Leo Charles Ferrari | |
Birth Date: | December 8, 1927 |
Birth Place: | Bathurst, New South Wales, Australia |
Death Place: | Fredericton, New Brunswick, Canada |
Occupation: | Philosophy professor |
Years Active: | 1961–1995 |
Employer: | St. Thomas University |
Professor emeritus | |
Spouse: | Lorna E. Drew |
Leo Charles Ferrari (December 8, 1927 – October 7, 2010) was a St.

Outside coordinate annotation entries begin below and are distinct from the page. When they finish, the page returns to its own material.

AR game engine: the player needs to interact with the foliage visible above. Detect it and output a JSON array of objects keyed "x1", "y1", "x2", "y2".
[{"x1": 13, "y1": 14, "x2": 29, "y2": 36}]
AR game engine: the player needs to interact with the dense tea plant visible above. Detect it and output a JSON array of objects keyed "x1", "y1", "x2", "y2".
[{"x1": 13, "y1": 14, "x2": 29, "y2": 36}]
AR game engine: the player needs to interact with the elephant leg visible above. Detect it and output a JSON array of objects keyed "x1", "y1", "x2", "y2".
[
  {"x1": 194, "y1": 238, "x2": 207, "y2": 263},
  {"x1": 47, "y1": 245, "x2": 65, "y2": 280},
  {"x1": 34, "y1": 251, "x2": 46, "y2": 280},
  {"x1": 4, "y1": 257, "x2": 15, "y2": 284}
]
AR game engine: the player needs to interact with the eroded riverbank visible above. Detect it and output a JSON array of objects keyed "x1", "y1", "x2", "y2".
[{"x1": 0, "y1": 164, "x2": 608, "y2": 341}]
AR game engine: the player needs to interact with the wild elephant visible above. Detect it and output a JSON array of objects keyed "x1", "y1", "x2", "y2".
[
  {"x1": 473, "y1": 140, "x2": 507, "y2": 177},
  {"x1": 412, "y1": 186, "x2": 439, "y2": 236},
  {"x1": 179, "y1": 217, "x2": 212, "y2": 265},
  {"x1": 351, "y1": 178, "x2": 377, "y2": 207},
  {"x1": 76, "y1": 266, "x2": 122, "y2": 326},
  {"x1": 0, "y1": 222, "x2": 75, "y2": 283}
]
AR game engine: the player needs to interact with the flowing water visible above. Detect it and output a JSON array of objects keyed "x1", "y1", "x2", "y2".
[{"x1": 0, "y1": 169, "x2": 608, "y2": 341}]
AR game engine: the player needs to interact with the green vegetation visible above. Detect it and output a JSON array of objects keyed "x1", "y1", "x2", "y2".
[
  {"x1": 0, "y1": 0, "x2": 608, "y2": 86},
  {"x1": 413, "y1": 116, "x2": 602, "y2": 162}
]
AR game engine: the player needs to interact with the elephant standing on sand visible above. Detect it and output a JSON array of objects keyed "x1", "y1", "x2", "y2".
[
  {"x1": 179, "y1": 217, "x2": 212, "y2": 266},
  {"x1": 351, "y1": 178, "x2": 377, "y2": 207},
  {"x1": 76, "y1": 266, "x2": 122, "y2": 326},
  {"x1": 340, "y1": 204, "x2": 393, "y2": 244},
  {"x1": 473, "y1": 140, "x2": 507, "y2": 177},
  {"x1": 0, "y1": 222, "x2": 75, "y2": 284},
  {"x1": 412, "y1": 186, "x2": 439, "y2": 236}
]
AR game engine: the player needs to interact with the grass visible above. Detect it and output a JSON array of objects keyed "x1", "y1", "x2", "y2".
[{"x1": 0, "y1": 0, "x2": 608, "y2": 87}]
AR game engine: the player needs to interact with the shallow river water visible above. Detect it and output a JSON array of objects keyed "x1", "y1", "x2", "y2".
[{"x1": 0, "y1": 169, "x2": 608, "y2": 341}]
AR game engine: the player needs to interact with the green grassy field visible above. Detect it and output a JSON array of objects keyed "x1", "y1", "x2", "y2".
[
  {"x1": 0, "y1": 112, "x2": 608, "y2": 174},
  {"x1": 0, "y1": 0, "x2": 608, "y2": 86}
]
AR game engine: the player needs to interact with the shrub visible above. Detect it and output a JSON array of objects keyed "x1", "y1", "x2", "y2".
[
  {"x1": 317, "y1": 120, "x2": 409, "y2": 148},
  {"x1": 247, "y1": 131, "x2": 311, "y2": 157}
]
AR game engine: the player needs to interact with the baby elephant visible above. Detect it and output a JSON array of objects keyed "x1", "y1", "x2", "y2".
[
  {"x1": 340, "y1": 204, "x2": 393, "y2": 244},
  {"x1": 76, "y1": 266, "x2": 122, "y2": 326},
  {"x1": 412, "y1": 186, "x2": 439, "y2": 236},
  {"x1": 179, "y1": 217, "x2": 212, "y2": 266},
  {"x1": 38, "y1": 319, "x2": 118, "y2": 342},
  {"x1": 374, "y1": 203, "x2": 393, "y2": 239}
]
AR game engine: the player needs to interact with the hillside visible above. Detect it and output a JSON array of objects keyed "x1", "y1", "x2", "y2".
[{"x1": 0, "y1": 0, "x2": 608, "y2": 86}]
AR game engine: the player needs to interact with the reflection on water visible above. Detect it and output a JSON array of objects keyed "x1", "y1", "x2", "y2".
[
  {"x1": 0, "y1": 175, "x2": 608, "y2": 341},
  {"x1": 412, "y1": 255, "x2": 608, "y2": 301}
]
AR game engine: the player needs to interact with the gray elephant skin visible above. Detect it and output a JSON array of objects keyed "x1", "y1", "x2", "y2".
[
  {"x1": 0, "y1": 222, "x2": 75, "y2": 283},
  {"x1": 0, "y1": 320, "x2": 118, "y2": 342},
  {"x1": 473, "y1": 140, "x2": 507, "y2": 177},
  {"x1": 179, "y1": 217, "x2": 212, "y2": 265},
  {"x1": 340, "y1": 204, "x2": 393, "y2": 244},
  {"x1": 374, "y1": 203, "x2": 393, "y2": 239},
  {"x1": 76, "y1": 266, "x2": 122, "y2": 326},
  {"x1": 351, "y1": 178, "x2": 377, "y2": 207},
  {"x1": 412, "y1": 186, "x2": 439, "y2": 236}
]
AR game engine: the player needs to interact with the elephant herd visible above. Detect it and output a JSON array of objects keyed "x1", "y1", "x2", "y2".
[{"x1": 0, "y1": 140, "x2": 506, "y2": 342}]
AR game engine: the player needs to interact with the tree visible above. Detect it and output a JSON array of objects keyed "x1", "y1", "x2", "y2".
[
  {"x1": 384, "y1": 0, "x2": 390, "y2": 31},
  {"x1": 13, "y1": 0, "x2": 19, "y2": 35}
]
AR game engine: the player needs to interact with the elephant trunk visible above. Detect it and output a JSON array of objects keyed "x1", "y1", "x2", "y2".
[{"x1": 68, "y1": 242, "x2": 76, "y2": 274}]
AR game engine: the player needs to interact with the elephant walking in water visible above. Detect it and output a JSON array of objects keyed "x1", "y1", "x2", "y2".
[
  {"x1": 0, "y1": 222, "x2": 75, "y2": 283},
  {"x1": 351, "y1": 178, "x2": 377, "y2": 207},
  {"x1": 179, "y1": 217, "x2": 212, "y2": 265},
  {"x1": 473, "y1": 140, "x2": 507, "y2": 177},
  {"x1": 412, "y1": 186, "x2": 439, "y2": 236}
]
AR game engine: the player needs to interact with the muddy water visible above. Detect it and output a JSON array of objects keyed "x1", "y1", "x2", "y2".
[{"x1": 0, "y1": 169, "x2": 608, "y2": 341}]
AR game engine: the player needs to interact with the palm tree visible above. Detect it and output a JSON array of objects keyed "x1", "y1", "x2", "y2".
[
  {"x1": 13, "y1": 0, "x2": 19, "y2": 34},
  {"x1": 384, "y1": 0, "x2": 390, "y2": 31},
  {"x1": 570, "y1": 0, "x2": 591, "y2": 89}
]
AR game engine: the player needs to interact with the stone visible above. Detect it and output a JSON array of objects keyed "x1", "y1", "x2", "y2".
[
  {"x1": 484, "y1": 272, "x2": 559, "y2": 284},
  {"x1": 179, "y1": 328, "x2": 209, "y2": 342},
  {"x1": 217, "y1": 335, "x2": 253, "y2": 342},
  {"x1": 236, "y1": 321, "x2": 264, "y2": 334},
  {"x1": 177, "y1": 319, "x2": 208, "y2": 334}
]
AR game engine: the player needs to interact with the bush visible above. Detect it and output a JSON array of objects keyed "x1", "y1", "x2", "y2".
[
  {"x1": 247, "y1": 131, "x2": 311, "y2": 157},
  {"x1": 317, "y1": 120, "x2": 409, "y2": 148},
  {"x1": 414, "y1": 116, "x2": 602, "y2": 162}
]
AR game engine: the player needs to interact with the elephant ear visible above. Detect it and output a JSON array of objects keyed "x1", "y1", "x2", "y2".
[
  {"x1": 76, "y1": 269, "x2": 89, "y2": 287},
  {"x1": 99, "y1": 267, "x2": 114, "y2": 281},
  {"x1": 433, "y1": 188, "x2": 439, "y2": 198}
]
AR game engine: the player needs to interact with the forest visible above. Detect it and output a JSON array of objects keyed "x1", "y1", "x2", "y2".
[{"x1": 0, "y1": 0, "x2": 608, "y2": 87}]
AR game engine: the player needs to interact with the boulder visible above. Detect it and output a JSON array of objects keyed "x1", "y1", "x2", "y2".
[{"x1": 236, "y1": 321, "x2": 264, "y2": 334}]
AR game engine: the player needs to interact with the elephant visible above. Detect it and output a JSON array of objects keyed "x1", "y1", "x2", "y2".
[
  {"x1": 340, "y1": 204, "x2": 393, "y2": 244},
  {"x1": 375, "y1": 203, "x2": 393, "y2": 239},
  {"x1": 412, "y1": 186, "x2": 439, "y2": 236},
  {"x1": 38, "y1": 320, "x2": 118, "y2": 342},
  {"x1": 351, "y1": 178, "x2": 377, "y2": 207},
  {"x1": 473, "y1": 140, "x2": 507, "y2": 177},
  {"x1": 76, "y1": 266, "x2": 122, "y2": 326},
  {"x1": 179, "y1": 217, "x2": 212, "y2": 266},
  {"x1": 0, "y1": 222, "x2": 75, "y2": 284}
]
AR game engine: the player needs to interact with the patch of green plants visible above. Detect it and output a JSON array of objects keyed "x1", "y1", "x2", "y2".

Thomas University philosophy professor, noted Saint Augustine scholar, and founding member of the organization Flat Earth Society of Canada.
Leo Ferrari was a founding member and head of the Flat Earth Society of Canada, later renamed the Flat Earth Society (FES).[1]
In Ferrari's writings in support of the FES and the Flat Earth, he attributed everything from gender to racial inequality on the globularist and the Spherical Earth model.[2] Ferrari even claimed to have nearly fallen off "the Edge" of the Earth at Brimstone Head on Fogo Island.[3]
Ferrari was a key figure in the 1990 flat earth "documentary", In Search of the Edge. In the accompanying study guide, Ferrari is outed as a "globularist," someone who believes the earth is spherical. The intent of the film was to promote critical thinking about media by "[attempting] to prove in convincing fashion, something everyone knew to be false."